Quand t'étais moufflet dans les 80's, tes héros étaient forcément musclés, courageux, américains et invincibles.
De musclor a GI joe, t'étais biberonné a ça.
Et tu vois arriver ces héros de dessins animés en VRAI. Le warrior c'était ça, une image, une puissance, une intensité, un rêve de gosse. On s'en fout que ça ai été un catcheur médiocre, un humain pas terrible non plus, qu'il ai foutus sa carrière en l'air ou autre. Tu le voyais arriver, t'avais des étoiles dans tes yeux de petit garçon.

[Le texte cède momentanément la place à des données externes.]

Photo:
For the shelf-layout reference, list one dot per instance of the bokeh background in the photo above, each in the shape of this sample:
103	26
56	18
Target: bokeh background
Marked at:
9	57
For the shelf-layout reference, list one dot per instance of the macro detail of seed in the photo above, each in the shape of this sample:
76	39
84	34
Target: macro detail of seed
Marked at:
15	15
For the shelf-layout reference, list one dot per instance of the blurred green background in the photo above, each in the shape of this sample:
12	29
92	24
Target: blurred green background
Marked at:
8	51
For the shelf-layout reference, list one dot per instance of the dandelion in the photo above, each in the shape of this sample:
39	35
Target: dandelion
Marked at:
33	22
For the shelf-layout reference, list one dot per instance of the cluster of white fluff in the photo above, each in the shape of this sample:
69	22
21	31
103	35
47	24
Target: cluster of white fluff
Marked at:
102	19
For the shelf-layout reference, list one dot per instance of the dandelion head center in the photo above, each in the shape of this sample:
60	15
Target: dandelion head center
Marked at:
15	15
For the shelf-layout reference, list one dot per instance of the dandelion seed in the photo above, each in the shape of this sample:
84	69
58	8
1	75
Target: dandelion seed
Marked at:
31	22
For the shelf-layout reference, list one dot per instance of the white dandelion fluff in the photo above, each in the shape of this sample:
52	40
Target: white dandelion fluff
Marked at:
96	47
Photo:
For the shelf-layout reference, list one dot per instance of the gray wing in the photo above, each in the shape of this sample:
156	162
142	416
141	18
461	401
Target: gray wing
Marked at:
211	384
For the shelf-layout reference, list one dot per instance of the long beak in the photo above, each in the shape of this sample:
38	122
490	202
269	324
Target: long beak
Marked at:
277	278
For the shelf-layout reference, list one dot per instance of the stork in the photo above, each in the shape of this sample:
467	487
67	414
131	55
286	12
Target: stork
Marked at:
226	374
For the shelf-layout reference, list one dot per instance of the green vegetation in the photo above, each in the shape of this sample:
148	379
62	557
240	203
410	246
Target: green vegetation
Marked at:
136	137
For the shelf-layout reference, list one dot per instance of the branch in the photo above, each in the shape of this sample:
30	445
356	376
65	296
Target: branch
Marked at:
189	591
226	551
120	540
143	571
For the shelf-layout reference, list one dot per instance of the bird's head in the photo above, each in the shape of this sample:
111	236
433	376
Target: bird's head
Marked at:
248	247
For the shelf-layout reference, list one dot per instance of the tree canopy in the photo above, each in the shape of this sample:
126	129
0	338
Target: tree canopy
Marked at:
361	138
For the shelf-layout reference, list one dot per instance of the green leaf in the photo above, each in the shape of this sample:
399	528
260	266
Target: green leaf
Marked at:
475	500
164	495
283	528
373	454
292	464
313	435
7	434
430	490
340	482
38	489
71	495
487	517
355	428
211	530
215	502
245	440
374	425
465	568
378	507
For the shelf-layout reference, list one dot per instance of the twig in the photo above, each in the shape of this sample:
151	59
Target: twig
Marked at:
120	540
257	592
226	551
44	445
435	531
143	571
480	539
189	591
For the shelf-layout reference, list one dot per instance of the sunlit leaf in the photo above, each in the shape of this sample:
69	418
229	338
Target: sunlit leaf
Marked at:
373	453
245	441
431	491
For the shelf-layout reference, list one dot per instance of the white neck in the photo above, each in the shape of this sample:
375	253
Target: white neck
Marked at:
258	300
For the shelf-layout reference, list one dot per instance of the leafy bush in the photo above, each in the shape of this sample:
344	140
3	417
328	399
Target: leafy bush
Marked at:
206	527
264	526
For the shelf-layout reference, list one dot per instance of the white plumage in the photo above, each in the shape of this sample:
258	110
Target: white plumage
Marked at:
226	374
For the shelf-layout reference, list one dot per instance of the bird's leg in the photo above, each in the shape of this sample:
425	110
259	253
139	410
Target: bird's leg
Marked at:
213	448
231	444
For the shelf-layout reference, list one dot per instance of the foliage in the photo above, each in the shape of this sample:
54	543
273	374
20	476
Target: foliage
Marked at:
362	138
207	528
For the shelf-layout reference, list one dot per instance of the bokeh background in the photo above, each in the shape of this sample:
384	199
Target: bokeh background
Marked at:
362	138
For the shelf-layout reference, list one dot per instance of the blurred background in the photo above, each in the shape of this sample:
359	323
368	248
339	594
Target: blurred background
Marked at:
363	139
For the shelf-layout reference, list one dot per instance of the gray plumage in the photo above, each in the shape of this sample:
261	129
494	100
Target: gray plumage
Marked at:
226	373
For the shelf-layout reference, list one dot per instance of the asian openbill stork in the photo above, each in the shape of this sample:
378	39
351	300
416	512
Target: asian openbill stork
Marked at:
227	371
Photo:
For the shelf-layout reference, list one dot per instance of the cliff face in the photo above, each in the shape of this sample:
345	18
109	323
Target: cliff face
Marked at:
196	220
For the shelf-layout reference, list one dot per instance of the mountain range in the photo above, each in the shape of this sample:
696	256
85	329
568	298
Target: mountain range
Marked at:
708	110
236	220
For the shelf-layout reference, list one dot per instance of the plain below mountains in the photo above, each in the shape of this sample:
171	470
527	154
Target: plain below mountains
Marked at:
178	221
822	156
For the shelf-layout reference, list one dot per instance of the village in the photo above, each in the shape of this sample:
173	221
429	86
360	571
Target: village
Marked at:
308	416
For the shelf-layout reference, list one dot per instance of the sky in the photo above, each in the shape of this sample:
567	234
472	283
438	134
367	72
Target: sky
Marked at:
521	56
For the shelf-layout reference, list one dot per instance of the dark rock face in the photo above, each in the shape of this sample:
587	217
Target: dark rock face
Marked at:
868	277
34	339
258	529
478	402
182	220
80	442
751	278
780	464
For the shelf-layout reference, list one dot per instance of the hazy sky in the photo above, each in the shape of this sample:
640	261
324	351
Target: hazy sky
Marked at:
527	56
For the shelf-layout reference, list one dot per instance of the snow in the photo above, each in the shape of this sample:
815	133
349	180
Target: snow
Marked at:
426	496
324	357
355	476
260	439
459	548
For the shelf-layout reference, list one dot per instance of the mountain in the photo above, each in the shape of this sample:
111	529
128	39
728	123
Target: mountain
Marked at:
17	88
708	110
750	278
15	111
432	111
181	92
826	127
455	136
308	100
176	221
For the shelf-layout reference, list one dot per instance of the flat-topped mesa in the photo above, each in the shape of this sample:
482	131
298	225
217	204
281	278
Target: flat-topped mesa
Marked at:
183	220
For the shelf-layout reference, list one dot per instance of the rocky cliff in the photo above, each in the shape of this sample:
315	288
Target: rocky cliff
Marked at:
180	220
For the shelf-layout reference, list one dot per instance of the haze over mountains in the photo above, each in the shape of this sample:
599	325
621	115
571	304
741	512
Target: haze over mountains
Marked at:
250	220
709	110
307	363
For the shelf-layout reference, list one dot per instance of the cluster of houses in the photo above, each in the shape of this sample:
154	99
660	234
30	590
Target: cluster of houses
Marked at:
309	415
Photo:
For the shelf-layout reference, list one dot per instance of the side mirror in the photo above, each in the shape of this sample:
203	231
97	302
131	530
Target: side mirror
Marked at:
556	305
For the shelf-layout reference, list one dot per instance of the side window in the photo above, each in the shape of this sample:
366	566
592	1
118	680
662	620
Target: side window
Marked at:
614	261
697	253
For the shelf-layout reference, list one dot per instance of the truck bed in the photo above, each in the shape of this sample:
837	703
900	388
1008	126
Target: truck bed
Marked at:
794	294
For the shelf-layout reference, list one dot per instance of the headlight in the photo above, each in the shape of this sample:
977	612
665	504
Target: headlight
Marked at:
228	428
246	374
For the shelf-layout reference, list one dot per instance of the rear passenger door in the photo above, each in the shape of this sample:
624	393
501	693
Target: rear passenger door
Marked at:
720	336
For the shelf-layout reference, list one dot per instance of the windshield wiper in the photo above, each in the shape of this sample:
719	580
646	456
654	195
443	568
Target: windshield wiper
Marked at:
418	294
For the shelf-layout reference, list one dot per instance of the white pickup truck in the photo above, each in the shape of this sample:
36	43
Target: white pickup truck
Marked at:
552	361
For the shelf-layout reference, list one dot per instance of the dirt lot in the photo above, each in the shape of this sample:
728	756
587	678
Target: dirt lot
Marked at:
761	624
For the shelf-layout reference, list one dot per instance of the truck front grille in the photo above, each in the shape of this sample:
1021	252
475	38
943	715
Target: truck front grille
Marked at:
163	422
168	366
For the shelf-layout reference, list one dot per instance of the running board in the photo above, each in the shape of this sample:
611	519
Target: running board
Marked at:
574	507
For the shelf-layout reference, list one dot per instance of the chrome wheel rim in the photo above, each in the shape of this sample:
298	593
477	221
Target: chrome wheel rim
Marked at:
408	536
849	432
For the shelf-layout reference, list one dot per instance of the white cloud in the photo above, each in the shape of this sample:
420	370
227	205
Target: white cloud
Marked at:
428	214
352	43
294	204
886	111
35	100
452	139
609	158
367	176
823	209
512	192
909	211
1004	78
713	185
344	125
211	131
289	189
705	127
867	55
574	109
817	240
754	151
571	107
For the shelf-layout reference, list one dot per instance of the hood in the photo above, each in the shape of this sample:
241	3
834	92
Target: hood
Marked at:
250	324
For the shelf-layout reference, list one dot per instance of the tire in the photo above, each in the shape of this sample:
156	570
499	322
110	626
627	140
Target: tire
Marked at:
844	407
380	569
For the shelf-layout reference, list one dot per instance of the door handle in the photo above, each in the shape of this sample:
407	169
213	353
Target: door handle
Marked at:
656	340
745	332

Et voir rejaillir cet homme-la des brumes de ton enfance vers le podium du hall of fame, ça te fait un truc, forcément. T'a encore des étoiles dans les yeux, comme il y a plus de 20 ans.
Et tu te dis que c'est bien, que la vie est bien faite, que la boucle est bouclée, que les choses s'apaisent, que le souvenir pourra retourner a sa place, un peu plus fort encore que la veille. T'es devenus un adulte, mais l'espace de quelques instants, ton enfance t'a ressauté en pleine face, et que c'est bon un peu de nostalgie.
Alors quand le héros s'avère n'être qu'un homme, que la boucle est effectivement bouclée, pour toujours, que le Warrior n'était pas invincible, t'a encore les yeux qui brillent, mais pas de la même manière, ni pour la même raison.
Et le petit gosse qui s'était réveillé en toi l'espace d'une soirée chiale a chaudes larmes. le grand garçon que tu es devenus lui dit que c'est ridicule, que c'est la vie tout ça.
Mais la, je m'en fout de ce que la grand garçon pense. Je suis orphelin d'un de mes héros, alors que les héros ne devraient jamais mourir.
Cours ultimate warrior, comme tu l'as toujours fait, sans but, juste parce que c'est ce que tu dois faire. Cours, secoue des cordes avec rage, écrase ceux qui se mettront devant toi, comme avant, avant que cette vie et cette fatalité de merde ne stoppent cette course.
S'il y a un ailleurs, puisses-tu y trouver un peu de ce qui t'a manqué.